Insulation resistance tester with high voltage DC power supply 1 Introduction When a DC voltage acts on an insulator, the resulting current is composed of a charging current, an absorption current, and a leakage current. The charging current and the absorption current decrease from time to time, and only the leakage current and No time.

The insulation resistance test is to measure the leakage current value of the electrical equipment through the meter. Usually the meter displays this current value as the insulation resistance value (MΩ). In order to reduce the influence of the initial charge current, the insulation resistance value after 1 min of pressurization is generally taken as the measurement value R60; if the value R15 of 15 s is read at the same time, the absorption ratio K=R60/R15 can be calculated.
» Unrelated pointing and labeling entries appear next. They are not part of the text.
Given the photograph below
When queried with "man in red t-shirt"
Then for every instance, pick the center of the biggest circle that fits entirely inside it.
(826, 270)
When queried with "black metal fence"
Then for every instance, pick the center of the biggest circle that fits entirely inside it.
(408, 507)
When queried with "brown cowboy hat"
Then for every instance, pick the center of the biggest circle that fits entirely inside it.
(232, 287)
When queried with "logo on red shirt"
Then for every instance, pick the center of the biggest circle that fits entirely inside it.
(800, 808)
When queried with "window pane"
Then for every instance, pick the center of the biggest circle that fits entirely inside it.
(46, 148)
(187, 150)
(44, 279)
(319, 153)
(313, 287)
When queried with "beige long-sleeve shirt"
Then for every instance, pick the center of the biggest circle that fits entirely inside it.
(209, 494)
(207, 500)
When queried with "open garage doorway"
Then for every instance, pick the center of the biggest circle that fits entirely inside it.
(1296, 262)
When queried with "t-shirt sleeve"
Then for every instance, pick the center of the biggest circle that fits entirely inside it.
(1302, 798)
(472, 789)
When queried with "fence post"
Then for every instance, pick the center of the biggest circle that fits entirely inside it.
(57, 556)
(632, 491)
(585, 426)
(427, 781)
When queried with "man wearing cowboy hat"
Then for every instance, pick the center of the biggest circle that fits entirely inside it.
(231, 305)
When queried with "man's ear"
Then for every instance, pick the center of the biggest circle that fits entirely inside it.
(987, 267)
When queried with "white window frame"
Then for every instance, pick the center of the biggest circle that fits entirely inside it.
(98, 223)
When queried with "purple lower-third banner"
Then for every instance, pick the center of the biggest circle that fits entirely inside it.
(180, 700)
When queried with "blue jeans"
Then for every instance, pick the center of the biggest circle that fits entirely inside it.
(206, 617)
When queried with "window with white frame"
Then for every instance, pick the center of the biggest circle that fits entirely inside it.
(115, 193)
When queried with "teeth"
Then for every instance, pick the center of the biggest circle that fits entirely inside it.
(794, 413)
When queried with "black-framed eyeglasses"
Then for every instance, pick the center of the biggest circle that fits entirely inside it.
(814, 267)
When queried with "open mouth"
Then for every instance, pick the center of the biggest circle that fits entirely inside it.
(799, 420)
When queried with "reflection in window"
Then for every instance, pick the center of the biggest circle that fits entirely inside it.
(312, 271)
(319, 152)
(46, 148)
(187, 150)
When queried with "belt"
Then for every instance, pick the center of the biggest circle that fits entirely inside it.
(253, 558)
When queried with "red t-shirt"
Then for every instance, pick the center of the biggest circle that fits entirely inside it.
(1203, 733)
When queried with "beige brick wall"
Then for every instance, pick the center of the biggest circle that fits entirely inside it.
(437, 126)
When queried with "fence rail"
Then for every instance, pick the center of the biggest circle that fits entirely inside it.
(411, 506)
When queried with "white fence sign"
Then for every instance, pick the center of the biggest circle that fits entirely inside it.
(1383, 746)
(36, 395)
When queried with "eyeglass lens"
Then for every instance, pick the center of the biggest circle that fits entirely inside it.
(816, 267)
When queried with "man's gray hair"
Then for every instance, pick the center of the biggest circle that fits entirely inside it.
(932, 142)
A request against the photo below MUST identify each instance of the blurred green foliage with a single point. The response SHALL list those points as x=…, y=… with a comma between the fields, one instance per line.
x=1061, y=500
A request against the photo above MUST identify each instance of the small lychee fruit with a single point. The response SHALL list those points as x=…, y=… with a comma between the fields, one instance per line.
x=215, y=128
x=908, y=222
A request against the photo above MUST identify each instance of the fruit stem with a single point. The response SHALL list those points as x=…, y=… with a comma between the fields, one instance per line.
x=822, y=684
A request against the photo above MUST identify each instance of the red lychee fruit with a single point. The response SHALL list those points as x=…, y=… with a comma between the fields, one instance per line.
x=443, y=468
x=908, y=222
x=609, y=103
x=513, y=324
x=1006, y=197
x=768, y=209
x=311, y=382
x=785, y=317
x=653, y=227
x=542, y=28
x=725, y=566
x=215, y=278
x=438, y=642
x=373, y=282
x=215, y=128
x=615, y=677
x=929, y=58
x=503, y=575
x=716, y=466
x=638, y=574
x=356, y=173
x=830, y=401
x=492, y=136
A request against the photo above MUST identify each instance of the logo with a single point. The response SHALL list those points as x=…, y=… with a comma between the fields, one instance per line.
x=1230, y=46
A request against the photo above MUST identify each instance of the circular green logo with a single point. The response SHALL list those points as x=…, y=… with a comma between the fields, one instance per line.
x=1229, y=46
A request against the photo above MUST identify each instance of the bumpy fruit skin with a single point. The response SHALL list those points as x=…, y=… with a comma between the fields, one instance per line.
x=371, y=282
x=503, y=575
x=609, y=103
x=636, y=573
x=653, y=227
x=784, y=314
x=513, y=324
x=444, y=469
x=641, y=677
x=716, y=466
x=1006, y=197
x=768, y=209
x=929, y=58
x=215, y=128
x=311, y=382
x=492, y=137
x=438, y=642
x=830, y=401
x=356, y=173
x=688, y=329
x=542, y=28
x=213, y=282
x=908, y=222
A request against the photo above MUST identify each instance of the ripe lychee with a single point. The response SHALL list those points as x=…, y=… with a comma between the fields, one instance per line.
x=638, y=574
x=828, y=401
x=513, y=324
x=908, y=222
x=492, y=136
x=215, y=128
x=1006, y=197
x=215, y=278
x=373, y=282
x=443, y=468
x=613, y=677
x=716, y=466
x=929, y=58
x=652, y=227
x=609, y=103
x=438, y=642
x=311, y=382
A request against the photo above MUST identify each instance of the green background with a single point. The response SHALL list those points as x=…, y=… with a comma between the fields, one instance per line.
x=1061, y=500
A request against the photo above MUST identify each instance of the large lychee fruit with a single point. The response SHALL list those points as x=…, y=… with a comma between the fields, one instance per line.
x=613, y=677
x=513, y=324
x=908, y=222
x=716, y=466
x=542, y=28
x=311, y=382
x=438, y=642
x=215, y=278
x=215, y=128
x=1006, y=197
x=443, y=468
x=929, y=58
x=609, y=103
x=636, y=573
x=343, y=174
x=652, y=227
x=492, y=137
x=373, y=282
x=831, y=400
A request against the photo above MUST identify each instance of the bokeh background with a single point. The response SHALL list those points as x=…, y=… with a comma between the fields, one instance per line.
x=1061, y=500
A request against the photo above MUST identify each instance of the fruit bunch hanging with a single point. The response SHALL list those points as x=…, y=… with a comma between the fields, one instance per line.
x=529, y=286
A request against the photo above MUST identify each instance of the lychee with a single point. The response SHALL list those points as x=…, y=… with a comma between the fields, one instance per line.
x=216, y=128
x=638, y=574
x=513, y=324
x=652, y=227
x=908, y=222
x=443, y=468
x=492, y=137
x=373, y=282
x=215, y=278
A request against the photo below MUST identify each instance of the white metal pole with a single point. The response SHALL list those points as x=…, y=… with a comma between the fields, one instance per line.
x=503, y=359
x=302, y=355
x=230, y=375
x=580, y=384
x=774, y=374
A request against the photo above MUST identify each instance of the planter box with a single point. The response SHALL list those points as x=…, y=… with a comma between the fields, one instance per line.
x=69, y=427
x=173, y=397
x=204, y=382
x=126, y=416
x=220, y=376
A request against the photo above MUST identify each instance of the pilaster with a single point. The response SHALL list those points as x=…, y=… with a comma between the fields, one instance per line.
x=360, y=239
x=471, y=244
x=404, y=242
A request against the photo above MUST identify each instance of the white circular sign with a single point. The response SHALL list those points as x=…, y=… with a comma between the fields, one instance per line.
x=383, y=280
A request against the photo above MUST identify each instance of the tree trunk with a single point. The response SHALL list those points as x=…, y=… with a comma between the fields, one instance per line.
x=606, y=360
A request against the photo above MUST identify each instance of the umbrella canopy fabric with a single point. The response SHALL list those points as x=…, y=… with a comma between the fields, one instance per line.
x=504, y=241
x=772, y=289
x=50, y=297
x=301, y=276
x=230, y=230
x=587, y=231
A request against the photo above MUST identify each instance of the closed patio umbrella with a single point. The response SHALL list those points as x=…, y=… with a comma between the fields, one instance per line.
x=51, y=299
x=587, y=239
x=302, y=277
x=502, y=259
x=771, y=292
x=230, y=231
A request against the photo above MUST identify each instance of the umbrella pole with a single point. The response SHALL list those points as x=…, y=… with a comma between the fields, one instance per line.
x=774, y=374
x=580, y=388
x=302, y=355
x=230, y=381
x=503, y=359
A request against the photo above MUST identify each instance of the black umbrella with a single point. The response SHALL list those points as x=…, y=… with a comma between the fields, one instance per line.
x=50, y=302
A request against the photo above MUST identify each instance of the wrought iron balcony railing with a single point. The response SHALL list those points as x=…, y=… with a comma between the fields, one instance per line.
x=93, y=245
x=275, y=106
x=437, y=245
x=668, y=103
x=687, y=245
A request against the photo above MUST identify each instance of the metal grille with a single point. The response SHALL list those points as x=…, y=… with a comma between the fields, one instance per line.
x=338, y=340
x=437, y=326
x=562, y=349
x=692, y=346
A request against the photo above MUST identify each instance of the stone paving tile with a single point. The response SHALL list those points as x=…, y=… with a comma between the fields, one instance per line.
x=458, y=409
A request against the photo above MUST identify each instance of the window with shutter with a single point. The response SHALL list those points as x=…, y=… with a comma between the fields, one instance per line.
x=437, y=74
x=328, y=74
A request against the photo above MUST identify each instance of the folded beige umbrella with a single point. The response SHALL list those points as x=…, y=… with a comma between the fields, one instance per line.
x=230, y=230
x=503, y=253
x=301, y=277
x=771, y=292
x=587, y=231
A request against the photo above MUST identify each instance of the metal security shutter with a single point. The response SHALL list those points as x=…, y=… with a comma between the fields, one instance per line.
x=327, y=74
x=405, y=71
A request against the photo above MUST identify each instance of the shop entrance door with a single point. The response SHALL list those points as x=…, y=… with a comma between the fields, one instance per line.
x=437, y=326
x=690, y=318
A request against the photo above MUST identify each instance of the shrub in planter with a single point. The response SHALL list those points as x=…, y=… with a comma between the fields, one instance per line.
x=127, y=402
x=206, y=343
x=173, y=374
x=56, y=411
The comparisons reflect the local defects of large-scale power transformers are more sensitive, such as the transformer oil containing moisture, local weaknesses or dirt in the casing and coils.

Insulation resistance and absorption ratio are all sensitive indicators to judge whether the insulator is damp.

Insulation resistance test instrument used is mainly megohmmeter, commonly known as shaking table. Traditional megohmmeters have 500V, 1000V, and 2500V DC voltages emitted from hand-cranked generators. The measurement range of insulation resistance varies depending on the megohmmeter type. Different types or voltage grades should be selected according to requirements. Megohmmeter. When using the hand-type megohmmeter, the user should also keep the hand cranking speed at the rated rotation speed of 120r/min. Therefore, it is inconvenient to use it.

The portable insulation resistance tester mentioned in this article is powered by a 12V battery. The single-ended flyback switching power supply can generate stable 500V, 1000V, 1500V, 2000V and 2500V series voltages. The SCM system also performs measurement sampling, data processing and display. control. With a small size, light weight, fast response and so on. The following mainly introduces the circuit principle and manufacturing method of its power supply.

2 The composition and working principle of the power circuit Figure 1 shows the circuit principle of the high voltage DC power supply for the digital insulation resistance tester. The power supply is a 12V battery, and it is still required to ensure the normal operation of the system when the voltage is above 10V. The switching device uses the TWH8751 type switch integrated circuit. For the characteristics of small circuit output power, high output voltage, and small size, a single-ended flyback converter topology is used. The secondary windings of high-frequency switching transformers have five groups corresponding to 500V, 1000V, 1500V, 2000V and 2500V DC. The tap can be selected by the user according to the needs of the multi-shot knob switch gear to switch the secondary winding tap and the corresponding output voltage sampling resistor at the same time. According to the sampling of the output voltage and current, the control circuit will change the conduction width of the switching device in time so as to stably output the desired voltage and provide over-voltage over-current protection.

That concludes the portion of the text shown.